Here is a article on the script. Bush Biographers Mixed on Oliver Stone's 'W' Not only is it too soon, but to play up the stereotypes of the Bush Admin makes it sound like a bad SNL movie. IMO, you can't do a real film on Bush until his story is complete. At the very least it should include his last days in office. In my mind, his story is tied up to Iraq and the War on Terror and while the WoT will probably go one for a while (or will not have a clearly defined 'end') the Iraq war should have a more definite ending. It sounds like Stone wants to pull a Michael Moore here and push out a half-assed movie just in time for the Presidential election.
Me thinks this'll go over just as well as Lions for Lambs, Redacted, Stop-Loss, etc did at the box office. Everyone might not like GW and the Iraq War might not be one of the most popular military engagements in history but the public just doesn't wanna shell out $10 for the 'privilege' of getting to watch some mindless leftist propaganda on the big screen.

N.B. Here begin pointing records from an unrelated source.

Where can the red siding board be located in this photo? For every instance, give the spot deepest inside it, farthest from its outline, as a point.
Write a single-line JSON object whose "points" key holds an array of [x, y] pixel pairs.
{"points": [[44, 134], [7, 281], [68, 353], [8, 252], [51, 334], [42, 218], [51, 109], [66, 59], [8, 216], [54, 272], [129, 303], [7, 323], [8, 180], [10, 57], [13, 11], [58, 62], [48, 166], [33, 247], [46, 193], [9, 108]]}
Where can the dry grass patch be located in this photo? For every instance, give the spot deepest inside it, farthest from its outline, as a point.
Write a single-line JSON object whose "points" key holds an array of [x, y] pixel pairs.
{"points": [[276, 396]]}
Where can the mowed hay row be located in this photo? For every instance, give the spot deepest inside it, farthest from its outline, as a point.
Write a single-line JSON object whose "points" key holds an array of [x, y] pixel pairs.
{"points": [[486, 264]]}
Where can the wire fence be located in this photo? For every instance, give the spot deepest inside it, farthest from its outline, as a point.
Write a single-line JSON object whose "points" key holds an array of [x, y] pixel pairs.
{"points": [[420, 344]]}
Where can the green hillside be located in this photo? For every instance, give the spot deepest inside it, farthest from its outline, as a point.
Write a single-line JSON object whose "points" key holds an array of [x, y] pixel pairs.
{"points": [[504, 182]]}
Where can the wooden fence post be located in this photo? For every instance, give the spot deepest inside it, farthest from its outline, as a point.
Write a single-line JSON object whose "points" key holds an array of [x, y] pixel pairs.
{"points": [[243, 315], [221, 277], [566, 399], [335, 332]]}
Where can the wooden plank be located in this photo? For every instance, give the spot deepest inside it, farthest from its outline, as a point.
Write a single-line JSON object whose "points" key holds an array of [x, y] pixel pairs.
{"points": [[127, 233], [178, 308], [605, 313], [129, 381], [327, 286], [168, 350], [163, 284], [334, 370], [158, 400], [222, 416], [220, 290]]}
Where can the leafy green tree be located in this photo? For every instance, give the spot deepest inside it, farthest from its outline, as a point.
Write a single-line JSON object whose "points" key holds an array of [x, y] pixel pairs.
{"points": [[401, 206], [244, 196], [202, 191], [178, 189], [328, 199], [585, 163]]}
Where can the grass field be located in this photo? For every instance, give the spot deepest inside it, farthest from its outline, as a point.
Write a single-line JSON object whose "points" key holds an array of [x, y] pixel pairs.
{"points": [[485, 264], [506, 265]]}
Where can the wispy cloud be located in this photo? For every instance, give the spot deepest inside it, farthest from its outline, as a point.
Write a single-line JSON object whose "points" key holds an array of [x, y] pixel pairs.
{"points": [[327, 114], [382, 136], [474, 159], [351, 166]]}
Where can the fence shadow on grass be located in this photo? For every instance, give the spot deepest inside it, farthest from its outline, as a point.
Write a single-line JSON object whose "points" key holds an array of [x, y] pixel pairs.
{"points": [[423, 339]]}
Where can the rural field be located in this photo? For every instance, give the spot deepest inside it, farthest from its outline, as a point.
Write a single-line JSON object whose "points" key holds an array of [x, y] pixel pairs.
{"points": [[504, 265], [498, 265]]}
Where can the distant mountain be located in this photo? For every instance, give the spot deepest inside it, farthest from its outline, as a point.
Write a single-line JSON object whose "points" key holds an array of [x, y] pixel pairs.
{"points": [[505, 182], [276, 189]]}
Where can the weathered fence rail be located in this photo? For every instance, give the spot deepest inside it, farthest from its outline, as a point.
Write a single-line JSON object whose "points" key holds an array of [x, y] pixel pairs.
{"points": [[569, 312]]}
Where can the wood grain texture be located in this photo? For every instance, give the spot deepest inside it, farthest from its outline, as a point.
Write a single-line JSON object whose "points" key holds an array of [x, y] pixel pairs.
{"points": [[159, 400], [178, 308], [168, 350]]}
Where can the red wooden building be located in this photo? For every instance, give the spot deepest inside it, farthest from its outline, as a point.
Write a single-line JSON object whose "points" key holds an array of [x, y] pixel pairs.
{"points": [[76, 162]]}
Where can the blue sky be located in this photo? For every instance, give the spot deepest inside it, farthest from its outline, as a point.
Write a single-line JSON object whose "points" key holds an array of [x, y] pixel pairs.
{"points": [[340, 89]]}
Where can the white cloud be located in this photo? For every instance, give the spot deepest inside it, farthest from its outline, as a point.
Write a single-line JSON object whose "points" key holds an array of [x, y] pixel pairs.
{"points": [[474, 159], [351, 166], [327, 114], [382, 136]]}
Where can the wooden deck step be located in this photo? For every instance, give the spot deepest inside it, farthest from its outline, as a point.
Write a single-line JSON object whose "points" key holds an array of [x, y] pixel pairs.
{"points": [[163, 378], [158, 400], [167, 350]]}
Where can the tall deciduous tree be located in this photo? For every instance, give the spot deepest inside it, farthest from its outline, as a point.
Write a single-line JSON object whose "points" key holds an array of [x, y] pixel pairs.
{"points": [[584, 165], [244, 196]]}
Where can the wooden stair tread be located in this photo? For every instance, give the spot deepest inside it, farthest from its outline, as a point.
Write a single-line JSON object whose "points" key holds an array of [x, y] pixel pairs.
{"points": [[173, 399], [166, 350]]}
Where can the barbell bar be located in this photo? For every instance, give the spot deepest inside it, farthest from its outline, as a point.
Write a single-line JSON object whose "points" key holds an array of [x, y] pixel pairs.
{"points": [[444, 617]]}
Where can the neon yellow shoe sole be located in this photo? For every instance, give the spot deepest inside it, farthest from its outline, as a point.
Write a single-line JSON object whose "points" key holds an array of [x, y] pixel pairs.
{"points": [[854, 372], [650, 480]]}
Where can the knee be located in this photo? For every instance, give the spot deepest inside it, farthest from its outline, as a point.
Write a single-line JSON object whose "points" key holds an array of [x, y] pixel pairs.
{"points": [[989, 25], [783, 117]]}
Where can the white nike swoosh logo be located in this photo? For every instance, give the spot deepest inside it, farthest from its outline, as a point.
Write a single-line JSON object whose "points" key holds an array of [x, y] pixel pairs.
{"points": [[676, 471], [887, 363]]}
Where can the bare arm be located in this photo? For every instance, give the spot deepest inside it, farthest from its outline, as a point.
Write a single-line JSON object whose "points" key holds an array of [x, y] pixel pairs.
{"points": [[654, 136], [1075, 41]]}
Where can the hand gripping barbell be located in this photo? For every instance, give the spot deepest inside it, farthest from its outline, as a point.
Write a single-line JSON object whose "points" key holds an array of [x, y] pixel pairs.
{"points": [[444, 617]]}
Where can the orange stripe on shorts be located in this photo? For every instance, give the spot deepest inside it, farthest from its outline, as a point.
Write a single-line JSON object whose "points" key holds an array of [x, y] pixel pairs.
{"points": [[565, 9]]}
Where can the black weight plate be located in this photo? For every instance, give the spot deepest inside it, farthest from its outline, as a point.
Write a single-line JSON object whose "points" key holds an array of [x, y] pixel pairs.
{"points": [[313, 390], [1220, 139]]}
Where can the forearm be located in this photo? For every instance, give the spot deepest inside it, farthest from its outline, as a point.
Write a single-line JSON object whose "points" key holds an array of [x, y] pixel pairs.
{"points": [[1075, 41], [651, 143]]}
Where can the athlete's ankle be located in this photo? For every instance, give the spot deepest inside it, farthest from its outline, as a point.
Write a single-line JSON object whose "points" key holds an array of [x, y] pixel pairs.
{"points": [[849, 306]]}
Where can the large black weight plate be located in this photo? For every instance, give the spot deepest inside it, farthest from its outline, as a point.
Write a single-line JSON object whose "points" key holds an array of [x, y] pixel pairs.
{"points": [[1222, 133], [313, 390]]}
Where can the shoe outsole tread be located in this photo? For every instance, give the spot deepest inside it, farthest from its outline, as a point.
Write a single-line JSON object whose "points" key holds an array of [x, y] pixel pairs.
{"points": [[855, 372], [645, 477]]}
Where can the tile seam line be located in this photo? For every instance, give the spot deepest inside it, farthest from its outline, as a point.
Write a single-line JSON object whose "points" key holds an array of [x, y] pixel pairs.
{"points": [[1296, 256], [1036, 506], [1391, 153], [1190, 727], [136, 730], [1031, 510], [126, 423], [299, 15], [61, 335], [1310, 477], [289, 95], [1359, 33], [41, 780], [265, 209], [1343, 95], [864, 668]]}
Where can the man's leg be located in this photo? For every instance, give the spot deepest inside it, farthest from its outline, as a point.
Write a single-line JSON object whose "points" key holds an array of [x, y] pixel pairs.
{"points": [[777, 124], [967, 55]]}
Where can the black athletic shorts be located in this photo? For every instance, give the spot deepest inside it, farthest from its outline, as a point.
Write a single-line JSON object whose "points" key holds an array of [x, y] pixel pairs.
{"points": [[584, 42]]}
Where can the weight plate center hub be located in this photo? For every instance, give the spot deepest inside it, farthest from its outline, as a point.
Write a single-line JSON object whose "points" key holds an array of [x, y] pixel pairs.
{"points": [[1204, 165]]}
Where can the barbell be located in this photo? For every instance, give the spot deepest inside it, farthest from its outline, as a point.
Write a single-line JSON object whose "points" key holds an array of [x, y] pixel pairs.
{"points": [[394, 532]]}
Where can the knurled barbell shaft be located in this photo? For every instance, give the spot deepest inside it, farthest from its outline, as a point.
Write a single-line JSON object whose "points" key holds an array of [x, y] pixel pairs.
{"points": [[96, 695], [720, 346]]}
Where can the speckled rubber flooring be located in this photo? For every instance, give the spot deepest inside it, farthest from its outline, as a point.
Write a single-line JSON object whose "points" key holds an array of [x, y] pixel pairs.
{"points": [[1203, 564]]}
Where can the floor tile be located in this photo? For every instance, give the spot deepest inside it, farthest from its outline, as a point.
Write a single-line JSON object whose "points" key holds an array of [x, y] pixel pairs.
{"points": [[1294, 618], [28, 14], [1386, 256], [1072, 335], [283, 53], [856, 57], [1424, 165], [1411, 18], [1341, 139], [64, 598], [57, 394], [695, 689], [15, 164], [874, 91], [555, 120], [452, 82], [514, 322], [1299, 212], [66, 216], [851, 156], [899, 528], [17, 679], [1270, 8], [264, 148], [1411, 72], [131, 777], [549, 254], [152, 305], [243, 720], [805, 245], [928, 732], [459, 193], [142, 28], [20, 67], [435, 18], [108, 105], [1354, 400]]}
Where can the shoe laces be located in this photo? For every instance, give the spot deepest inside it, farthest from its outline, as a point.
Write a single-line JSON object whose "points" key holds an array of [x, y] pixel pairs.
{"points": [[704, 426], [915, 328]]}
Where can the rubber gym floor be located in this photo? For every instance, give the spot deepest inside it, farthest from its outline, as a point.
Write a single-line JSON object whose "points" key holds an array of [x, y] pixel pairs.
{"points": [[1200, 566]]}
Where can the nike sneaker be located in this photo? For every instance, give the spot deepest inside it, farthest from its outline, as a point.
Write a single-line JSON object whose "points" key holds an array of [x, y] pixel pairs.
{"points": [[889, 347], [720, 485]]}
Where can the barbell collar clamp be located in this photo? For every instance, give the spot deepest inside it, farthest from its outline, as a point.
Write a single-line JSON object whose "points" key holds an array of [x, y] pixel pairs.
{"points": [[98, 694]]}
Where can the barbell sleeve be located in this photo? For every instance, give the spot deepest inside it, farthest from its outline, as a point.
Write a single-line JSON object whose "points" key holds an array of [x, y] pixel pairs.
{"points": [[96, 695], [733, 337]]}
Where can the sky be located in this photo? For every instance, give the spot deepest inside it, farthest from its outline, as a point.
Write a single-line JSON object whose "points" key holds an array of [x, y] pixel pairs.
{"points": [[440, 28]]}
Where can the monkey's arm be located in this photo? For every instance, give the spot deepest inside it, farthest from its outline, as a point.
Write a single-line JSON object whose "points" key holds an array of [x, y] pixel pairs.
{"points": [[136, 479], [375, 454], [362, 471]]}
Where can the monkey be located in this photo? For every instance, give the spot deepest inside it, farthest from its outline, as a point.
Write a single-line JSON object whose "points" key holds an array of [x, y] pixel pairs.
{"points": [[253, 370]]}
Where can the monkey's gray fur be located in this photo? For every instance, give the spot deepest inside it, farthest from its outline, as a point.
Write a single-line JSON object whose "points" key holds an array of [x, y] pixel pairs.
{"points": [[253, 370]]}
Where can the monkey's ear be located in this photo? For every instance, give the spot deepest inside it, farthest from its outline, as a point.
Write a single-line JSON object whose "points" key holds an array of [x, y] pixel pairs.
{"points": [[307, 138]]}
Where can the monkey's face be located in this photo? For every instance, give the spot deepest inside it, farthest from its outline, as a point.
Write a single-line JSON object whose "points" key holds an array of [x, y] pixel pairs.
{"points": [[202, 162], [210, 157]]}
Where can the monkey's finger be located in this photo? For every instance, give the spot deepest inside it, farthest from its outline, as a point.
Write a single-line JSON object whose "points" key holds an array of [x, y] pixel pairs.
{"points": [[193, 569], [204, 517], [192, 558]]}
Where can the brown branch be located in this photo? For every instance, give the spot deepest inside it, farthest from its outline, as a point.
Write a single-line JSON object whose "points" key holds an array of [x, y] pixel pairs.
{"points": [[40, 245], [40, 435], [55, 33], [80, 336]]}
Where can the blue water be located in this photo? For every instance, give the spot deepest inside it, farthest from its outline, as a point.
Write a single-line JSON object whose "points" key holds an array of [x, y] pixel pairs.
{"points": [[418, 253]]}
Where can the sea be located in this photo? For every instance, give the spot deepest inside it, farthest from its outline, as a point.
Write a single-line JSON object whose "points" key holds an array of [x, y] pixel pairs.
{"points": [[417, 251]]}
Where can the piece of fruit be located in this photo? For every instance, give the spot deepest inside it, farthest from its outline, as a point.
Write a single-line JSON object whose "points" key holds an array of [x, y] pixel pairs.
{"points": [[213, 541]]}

The right-wing attack/smear machine will spend months trashing it and ripping every sentence of the script apart. It's credibility will be impeached long before it hits the theaters. It will have no cross-over appeal. The only people who will pay to see it are the die-hard Bush-haters. In the end, what's the point?
Well, yeah. But this is stupid commenting on stupid, which makes it . . . well, which makes it not worth watching when it comes out.
You may have noticed that Oliver Stone has become noticeably more right-wing in recent years. He's also said that the film will be "balanced". I'm looking forward to it. If it's anything like his movie about Nixon, it'll be great.
I'm thinking we may have differing definitions of "right wing" hh. Fair and balanced is all well and good depending on who's defining it. I personally don't see Hollywoodland being fair and balanced about anything from my pov citing the orgasms they had over Michael Moore. We'll see.
I have not. Mr. Stone often directs entertaining movies yet he doesn't make documentaries, that's just not what he does. At best he churns out sensational, controversial interpretations on historic events. Placing his efforts in a political landscape is silly, sure his flicks have been adopted by some of the liberal persuasion as vindication of belief but how seriously can anybody take the opinion of one so inclined? Fair and balanced? Like FOX News? Mr. Stone is selling a movie. Why?
JFK aggravated me to no end reigniting the then almost dead conspiracy movement. I don't really see how this will be much better given Stone's other "historical" work.
If I wanted to watch a movie about an American with an IQ less than the average yoghurt, why would I choose to disrespect Adam Sandler's career choices?
Maybe that's badly phrased. He's not right-wing, but he's less radically left-wing. His World Trade Centre film is a good example. Because I tend to agree with much of his "skewed" - as someone put it - historical interpretations. And if nothing else, it'll be entertaining.
I'd love it, I'd even watch it on Pay-Per-View, but it'll never happen. Our Congress doesn't even have the ballz to impeach him. Monica Lewinsky blew the wrong President.
I find them entertaining too. But, a lot of people are taking them as historical 'fact'....and that creates a problem. I wonder how many people have a screwed up definition of the JFK assassination because of the Oliver Stone film.
As much as I dislike Oliver Stone as a filmmaker, and I do, please remember he did write Scarface and he did write and direct Wall Street, which has maybe the single best economic-related scene ever: http://youtube.com/watch?v=JaKkuJVy2YA
Everyone is a villian to someone else. Bud Fox was a villian to those wanting to make money off of their investments. Lawrence Wildman was a villian to Gekko. The housing market was a villian to Fox when he tried to sell his apartment and ended up taking a loss. I wonder how Gekko would have been received if he had been less of a mustache-twirling characture.
I read a couple of pages from the 'W' script. It reads like a (bad) sitcom. It's nothing more than a hatchet job and the only people who will take it seriously are those who will be wanking along with it.
Leaving aside the 'greed is good' line--which, if it were phrased as 'economic self-interest and rationality are good' would be virtually inarguable--Gekko's character is right on. Companies that don't perform should be wrecked so that their capital can be used to provide more profitable (read: useful and desirable) products and services. If it's greedy for a capitalist to destroy an unprofitable company in order to use its assets elsewhere, it's greedy for you to shop around and buy products at the lowest price you can find---because it's the exact same principle at work. I'd also argue that--leaving aside the murders he commits--Daniel Plainview from 'There Will be Blood' is heroic in that he builds an empire out of very, very little and does so with his own work and ingenuity. That's probably why he must be a murderer in the script; otherwise, people might admire him for his virtues.